In microservice architectures, service calls - due to their nature being remote calls - sometimes fail. They fail, because a service is unavailable or suffers from high traffic and is unresponsible/has very high latency. Precious resources such as threads might be consumed in the caller while waiting for the other service to respond. This might lead to resource exhaustion, which would make the calling service unable to handle other requests. The failure of one service can potentially cascade to other services throughout the whole application.

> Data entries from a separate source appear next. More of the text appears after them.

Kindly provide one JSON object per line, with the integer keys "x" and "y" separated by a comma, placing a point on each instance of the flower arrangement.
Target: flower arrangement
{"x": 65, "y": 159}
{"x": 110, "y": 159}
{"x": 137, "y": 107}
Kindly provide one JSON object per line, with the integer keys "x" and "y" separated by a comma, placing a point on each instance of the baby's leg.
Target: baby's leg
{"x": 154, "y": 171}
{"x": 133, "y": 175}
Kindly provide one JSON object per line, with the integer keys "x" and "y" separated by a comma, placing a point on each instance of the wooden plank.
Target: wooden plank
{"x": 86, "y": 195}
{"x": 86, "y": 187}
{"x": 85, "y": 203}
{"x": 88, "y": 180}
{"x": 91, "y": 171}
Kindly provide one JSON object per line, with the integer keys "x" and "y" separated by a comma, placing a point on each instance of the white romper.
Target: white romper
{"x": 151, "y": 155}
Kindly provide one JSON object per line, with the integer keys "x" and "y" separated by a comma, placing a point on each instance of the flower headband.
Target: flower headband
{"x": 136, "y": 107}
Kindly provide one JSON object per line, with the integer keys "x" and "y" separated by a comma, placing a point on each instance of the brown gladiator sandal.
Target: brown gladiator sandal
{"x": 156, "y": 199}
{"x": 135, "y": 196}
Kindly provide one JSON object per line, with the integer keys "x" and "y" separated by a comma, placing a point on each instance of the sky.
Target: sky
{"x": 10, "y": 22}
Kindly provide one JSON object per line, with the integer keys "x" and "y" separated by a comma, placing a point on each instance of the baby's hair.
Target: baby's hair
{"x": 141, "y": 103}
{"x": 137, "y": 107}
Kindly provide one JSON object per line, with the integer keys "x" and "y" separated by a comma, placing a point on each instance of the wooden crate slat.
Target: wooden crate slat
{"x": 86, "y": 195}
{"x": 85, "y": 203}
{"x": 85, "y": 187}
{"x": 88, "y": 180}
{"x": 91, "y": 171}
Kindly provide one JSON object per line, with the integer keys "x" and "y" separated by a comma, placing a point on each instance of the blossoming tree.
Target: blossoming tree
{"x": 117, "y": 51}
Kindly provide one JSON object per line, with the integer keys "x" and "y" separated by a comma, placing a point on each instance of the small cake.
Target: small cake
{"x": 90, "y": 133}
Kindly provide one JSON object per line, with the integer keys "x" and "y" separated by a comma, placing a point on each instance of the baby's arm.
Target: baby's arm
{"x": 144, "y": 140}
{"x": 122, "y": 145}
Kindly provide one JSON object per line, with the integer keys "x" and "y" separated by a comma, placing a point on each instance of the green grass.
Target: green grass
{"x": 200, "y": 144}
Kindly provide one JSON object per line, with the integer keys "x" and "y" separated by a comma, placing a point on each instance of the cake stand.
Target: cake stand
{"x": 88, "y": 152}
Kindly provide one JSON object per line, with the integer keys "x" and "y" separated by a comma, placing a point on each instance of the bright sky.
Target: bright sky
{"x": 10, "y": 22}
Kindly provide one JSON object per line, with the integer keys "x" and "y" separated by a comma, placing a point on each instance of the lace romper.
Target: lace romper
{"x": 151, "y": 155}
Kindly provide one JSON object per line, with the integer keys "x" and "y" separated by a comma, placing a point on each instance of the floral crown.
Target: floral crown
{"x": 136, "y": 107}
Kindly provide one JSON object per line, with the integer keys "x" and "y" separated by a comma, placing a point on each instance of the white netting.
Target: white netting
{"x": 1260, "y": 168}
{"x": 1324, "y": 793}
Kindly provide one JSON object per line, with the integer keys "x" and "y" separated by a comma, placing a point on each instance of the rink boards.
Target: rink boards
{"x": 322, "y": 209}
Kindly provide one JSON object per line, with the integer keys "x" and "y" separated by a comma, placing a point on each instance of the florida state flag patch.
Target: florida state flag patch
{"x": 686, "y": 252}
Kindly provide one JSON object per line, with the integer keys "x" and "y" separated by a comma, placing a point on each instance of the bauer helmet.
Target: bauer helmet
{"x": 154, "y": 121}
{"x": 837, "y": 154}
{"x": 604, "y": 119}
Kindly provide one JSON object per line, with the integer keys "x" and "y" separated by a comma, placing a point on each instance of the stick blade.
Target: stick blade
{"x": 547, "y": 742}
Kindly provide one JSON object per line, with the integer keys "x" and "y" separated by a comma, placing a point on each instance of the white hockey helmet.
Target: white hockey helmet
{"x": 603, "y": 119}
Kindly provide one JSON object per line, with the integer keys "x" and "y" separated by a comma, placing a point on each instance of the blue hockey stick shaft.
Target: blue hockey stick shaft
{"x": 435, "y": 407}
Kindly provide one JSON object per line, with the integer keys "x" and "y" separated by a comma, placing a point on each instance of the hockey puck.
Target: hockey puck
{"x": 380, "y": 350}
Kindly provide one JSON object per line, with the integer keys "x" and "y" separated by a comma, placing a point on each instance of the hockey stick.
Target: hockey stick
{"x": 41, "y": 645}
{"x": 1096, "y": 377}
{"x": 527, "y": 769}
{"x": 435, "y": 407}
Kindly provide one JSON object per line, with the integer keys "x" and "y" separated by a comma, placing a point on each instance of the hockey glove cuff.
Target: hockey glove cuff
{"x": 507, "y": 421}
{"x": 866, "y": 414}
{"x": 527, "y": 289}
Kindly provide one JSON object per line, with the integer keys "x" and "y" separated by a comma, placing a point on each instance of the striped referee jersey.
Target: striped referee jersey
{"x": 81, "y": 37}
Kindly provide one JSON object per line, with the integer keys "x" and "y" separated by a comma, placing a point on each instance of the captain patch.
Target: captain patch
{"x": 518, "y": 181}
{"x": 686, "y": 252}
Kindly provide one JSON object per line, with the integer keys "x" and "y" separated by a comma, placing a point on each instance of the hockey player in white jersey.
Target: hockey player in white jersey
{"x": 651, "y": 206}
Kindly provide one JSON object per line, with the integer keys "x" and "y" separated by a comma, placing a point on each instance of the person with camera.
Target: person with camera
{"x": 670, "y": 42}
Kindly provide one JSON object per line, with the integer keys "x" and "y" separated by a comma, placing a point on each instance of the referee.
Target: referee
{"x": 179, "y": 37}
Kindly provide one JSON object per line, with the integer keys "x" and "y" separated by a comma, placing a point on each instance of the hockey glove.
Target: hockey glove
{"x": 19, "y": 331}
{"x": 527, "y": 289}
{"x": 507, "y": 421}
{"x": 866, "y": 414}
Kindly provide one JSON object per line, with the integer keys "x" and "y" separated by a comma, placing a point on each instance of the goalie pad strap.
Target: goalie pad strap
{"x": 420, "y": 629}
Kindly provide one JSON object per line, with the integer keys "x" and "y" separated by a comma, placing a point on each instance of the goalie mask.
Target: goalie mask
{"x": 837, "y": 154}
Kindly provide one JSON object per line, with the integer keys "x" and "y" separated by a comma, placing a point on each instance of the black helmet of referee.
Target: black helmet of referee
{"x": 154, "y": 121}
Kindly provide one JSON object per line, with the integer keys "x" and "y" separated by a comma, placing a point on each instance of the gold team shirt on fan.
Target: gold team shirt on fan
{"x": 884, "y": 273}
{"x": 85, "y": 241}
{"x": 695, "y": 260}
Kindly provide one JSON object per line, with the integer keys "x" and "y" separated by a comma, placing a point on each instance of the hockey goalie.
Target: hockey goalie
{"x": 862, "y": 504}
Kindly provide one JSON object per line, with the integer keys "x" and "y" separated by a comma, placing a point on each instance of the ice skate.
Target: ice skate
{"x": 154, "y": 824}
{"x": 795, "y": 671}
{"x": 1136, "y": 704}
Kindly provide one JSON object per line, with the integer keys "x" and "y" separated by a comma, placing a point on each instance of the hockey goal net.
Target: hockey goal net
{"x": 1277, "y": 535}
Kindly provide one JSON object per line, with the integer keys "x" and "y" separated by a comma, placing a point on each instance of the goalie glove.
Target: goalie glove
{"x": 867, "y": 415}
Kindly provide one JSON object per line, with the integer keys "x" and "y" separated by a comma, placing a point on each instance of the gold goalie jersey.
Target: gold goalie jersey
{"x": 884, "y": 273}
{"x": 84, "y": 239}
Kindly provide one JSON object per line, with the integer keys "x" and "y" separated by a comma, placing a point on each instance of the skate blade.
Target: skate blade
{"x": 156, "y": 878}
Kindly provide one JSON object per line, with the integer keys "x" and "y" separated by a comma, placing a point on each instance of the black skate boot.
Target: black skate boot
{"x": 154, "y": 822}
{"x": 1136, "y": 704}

The solution to such scenarios is the Circuit Breaker pattern. When the number of consecutive failures crosses a threshold, the circuit breaker trips, and for the duration of a timeout period all attempts to invoke the remote service will fail immediately. After the timeout expires the circuit breaker allows a limited number of test requests to pass through. If those requests succeed the circuit breaker resumes normal operation. Otherwise, if there is a failure the timeout period begins again.
- implement the Circuit Breaker pattern with Istio by simulating a service with high latency
- circuit tripping based on pending requests
First, we need to deploy a service that serves as our backend. We therefore deploy a pod called httpbin
. The pod just does the same thing as the httpbin service - just in a container.
apiVersion: v1
kind: Service
metadata:
name: httpbin
namespace: challengeistio
labels:
app: httpbin
spec:
ports:
- name: http
port: 8000
selector:
app: httpbin
---
apiVersion: extensions/v1beta1
kind: Deployment
metadata:
name: httpbin
namespace: challengeistio
spec:
replicas: 1
template:
metadata:
labels:
app: httpbin
version: v1
spec:
containers:
- image: docker.io/citizenstig/httpbin
imagePullPolicy: IfNotPresent
name: httpbin
ports:
- containerPort: 8000
Next, deploy the destination rules. to be able to route request to the new service.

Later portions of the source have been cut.